21 mars 2019 2 Par Christophe

Depuis leur arrivée en 2004, les ordinateurs de vote sont contestés, au premier chef par les spécialistes de l’informatique et de l’électronique. Les électeurs constatent, élection après élection, qu’ils sont exclus de l’acte citoyen de la soirée électorale de dépouillement, et relégués devant leurs télévisions. À chaque élection de liste – régionales, municipales, européennes – ils sont privés des listes de candidats, et se retrouvent avec moins de droits politiques que leurs concitoyens.

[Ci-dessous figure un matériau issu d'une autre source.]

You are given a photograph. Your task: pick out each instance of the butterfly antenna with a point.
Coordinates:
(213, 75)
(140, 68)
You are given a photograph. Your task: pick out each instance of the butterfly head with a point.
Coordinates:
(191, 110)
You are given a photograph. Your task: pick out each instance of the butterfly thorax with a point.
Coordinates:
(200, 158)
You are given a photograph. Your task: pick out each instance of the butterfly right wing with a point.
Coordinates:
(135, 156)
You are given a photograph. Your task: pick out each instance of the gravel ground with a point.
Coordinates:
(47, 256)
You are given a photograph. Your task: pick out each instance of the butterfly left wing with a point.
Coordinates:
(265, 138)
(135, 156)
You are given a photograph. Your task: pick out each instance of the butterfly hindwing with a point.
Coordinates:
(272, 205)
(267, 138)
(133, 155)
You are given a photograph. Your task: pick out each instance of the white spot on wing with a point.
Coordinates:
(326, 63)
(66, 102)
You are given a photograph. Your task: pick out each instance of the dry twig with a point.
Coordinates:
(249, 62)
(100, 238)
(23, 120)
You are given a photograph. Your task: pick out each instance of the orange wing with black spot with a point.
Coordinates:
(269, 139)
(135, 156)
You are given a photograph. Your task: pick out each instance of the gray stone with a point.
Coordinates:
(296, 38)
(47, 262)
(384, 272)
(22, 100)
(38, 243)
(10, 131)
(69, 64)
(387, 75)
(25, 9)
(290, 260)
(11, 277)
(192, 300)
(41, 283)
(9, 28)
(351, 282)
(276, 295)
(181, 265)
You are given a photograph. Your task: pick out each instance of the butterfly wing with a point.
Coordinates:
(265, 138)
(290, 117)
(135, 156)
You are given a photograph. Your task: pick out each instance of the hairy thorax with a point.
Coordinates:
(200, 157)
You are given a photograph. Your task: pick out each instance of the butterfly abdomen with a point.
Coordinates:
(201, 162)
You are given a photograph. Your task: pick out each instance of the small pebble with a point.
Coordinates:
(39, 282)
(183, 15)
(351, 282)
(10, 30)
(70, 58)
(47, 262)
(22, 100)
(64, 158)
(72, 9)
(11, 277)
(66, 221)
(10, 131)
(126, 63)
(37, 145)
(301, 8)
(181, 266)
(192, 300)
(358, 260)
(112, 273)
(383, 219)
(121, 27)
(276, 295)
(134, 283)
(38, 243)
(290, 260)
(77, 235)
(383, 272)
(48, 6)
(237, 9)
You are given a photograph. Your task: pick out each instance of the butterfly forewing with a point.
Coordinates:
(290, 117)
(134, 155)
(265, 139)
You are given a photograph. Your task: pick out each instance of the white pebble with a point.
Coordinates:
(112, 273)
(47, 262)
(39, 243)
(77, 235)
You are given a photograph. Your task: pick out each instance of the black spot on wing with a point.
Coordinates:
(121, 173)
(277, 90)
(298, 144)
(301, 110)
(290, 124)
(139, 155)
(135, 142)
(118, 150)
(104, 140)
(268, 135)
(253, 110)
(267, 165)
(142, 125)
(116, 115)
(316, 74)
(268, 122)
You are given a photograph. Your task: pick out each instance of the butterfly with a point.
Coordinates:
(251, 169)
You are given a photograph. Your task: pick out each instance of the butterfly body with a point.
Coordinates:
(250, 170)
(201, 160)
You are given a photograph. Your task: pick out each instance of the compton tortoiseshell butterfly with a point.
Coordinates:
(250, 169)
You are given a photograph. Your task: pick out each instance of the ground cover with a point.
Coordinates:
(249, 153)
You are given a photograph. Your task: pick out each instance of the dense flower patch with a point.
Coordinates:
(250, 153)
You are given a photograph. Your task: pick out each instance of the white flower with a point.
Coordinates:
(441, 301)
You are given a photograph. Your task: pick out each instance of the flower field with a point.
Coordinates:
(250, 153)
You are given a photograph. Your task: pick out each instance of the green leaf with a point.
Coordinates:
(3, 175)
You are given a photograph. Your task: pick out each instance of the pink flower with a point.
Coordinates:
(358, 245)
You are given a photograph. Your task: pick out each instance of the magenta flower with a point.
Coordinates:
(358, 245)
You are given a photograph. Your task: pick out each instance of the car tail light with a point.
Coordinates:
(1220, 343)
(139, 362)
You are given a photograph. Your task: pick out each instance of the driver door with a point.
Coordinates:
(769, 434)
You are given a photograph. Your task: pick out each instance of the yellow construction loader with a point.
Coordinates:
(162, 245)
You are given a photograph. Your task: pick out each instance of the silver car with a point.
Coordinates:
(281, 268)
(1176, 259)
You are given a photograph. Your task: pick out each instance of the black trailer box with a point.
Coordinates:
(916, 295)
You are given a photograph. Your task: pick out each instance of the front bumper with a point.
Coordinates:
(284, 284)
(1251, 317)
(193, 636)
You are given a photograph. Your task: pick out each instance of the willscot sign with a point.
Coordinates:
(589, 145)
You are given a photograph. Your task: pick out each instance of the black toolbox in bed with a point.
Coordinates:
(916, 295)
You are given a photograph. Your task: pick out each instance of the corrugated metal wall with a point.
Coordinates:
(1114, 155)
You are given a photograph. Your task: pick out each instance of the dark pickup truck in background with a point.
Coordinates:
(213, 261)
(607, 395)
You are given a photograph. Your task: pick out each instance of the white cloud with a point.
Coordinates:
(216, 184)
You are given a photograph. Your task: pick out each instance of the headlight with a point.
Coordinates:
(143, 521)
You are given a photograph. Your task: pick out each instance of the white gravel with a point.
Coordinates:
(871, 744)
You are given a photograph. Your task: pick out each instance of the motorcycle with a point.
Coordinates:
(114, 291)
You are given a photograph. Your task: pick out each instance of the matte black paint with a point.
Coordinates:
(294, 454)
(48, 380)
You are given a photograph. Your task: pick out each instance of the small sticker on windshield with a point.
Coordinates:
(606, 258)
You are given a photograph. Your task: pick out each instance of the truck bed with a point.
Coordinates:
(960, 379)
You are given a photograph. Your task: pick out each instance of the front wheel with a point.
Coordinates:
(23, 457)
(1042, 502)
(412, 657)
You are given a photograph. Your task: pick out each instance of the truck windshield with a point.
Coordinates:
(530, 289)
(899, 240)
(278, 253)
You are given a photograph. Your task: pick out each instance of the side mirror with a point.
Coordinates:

Désormais, le ministre de l’intérieur est saisi du sujet. Il est chargé d’organiser les élections et pas de faire taire les revendications sociales, environnementales et politiques. Mathilde Panot a formalisé au sein d’une question écrite les nombreuses contestations portées à Brest et dans la soixantaine de villes que leurs maires ont traînées dans cette triste aventure.

Question écrite en attente de réponse de Christophe Castaner

Monsieur Cuillandre, ne mettez ni les agents de la ville ni les électeurs en difficulté. Sans attendre la réponse du ministre, afin d’être sûr que les élections se passent dans de bonnes conditions, remisez les ordinateurs de vote et dépoussiérez les urnes en plexiglas toujours efficaces. Dès la fin de la nécessaire campagne rappelant aux citoyens de s’inscrire sur les listes électorales avant le 31 mars, lancez-en une pour les inviter à participer à la tenue des bureaux de vote et au dépouillement.